| Konu: | Terörle Mücadele Kanunu ve Ceza Muhakemesi Kanunu ile Bazı Kanunlarda Değişiklik Yapılmasına Dair Kanun Teklifi münasebetiyle |
| Yasama Yılı: | 4 |
| Birleşim: | 65 |
| Tarih: | 20.02.2014 |
SIRRI SAKIK (Muş) - Sayın Başkan, değerli arkadaşlar; ben de hepinizi saygıyla, sevgiyle selamlıyorum.
Evet, yine önümüzde bir yasal değişiklik yapılıyor. Ben, kendimi bildim bileli olağan bir hukukla karşılaşmadım yani sıkıyönetim döneminde sıkıyönetimle yargılandık, sonra devlet güvenlik mahkemeleri oluştu, orada yargılandık, özel yetkili mahkemelerde yargılandık.
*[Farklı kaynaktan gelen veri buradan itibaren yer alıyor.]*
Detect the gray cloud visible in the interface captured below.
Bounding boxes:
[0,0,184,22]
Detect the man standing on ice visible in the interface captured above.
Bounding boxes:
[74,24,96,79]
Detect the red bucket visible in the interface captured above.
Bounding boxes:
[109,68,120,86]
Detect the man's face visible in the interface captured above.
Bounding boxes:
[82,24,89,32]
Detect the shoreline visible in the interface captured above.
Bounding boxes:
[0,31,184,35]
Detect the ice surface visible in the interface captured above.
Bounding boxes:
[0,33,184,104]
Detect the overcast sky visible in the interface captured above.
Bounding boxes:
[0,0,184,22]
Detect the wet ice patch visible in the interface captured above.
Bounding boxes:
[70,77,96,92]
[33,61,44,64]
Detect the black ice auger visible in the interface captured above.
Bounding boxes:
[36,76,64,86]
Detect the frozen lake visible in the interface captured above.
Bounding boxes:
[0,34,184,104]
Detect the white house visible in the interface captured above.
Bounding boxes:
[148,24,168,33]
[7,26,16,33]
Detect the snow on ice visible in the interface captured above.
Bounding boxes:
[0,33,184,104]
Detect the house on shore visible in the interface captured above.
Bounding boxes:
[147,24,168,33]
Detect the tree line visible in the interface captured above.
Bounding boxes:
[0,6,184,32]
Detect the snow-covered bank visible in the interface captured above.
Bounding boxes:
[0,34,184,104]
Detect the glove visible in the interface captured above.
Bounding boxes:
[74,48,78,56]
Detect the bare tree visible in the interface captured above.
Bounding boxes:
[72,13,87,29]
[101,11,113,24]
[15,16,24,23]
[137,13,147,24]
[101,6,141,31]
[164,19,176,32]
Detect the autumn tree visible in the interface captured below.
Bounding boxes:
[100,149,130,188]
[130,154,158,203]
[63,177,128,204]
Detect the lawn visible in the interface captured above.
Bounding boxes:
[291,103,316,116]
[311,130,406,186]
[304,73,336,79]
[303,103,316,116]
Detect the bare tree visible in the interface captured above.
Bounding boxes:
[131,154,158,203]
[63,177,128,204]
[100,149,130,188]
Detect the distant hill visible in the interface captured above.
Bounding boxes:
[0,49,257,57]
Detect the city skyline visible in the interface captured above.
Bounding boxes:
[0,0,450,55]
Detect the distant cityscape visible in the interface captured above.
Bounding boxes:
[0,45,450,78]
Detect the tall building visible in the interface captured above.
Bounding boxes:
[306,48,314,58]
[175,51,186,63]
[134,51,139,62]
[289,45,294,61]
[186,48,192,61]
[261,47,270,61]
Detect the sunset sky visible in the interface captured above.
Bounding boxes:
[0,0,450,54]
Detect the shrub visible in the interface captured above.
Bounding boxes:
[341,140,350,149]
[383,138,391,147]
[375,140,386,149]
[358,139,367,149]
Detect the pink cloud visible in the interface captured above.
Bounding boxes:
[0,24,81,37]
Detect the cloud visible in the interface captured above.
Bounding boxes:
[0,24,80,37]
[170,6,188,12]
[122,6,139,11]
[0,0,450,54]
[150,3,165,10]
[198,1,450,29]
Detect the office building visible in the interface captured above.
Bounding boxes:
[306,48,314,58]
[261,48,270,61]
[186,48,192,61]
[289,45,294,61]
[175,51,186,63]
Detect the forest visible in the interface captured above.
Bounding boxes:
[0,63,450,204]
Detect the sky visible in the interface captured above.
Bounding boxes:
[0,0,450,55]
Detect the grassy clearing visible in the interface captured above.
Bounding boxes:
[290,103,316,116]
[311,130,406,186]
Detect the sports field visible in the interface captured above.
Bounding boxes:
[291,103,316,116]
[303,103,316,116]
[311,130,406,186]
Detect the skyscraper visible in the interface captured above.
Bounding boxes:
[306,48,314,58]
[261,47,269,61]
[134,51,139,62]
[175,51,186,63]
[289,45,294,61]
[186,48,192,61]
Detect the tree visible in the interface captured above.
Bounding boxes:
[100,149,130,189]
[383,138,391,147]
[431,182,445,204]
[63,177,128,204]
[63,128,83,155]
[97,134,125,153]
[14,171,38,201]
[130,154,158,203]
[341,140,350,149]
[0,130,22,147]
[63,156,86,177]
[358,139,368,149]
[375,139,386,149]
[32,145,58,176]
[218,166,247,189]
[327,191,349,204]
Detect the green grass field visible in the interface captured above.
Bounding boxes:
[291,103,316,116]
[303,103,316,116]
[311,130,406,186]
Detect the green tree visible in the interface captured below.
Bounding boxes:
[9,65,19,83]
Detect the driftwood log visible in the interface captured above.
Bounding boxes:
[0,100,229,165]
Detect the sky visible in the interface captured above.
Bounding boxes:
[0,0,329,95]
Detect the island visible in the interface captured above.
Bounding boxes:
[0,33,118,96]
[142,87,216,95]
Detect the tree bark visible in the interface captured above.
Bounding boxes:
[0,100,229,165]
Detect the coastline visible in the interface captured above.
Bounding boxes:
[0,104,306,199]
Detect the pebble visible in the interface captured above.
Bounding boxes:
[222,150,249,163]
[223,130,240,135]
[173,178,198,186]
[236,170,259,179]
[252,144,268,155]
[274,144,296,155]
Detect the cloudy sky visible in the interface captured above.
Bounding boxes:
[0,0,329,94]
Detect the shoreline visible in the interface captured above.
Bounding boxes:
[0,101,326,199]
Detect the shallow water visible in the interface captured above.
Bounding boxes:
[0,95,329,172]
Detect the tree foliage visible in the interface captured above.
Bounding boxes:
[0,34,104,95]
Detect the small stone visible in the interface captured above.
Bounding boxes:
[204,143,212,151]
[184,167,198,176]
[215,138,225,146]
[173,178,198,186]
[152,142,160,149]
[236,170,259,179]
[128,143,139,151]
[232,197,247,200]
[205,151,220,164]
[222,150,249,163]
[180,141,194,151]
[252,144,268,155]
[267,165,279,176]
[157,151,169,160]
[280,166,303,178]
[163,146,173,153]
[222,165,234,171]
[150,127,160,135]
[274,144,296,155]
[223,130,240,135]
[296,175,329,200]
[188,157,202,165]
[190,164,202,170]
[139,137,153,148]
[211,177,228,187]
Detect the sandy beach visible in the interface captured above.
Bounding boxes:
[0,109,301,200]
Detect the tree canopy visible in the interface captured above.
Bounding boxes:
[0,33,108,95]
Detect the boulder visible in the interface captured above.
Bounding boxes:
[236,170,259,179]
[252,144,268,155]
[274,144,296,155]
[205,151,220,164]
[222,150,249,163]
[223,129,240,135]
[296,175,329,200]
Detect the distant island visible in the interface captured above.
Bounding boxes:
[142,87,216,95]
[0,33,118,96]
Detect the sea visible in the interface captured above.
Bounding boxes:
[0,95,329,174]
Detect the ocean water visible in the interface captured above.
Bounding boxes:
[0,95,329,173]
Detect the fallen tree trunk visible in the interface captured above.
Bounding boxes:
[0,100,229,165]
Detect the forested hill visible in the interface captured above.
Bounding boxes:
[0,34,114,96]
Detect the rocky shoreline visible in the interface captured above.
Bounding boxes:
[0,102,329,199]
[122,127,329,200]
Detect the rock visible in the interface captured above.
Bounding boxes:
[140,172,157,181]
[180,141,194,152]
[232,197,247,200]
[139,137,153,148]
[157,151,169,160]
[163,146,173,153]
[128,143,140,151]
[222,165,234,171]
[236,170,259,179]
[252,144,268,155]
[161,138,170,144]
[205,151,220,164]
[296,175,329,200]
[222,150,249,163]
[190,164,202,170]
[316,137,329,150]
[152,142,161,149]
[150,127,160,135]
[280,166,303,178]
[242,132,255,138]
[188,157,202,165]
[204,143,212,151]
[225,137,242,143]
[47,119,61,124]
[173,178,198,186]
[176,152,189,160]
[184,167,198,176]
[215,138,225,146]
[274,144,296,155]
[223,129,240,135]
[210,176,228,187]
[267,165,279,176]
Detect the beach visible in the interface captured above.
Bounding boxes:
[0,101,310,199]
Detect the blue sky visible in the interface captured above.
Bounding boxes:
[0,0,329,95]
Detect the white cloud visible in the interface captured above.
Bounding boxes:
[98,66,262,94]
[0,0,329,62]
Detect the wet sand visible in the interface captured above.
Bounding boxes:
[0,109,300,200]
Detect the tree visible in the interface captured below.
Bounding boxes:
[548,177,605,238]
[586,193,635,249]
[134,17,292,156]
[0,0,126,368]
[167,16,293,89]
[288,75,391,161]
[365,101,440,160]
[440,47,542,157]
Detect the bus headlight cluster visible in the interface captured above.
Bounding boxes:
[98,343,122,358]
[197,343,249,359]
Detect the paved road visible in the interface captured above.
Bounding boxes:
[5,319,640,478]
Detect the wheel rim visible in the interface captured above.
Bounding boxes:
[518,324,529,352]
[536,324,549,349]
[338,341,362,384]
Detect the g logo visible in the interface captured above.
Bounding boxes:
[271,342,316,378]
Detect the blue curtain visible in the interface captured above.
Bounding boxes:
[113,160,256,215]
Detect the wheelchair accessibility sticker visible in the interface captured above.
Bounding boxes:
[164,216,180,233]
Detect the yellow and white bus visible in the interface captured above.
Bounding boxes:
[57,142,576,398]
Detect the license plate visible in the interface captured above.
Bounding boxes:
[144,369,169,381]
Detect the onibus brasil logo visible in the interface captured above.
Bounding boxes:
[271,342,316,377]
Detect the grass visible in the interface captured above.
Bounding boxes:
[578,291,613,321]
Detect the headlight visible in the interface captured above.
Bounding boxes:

Bugün de özel yetkili mahkemeler lağvediliyor ama özel yetkili mahkemelerin... Yani Terörle Mücadele Yasası harfiyen, yerli yerinde duruyor. Bizim açımızdan hiçbir şeyin değişmediğinin bir göstergesidir yani adalette eşitlik yoksa hayatın hiçbir alanında eşitlik olmaz. Siz bu yasaları... Bakın, cumhuriyetin kuruluşundan bugüne kadar sadece sıkıyönetimler, devlet güvenlik mahkemeleri ve özel yetkili mahkemeler değil, sıkıyönetimler öncesine dönün bakın, istiklal mahkemeleri var. Şark istiklal mahkemelerinde bir bütün olarak muhaliflerinizi yargılıyorsunuz ve bugün yeni bir süreçten bahsediyorsunuz ama Terörle Mücadele Yasası yerli yerinde duruyor. Şimdi, Terörle Mücadele Yasası'nı eğer diğer mahkemelere havale edecekseniz, özel yetkili mahkemelerin görevini bütün diğer mahkemelere vermiş olacaksınız yani infazda eşitlik olmayacak. İçeride bulunan insanların, geçmişte bu özel yetkili mahkemelerin kurma, düzmece senaryolarıyla mahkûm olan insanların büyük bir çoğunluğu bu mağduriyeti aynen, harfiyen koruyacaklar ve yirmi iki yıldır bu insanlar içeride ve büyük bir mağduriyetleri olduğunu da söyledik.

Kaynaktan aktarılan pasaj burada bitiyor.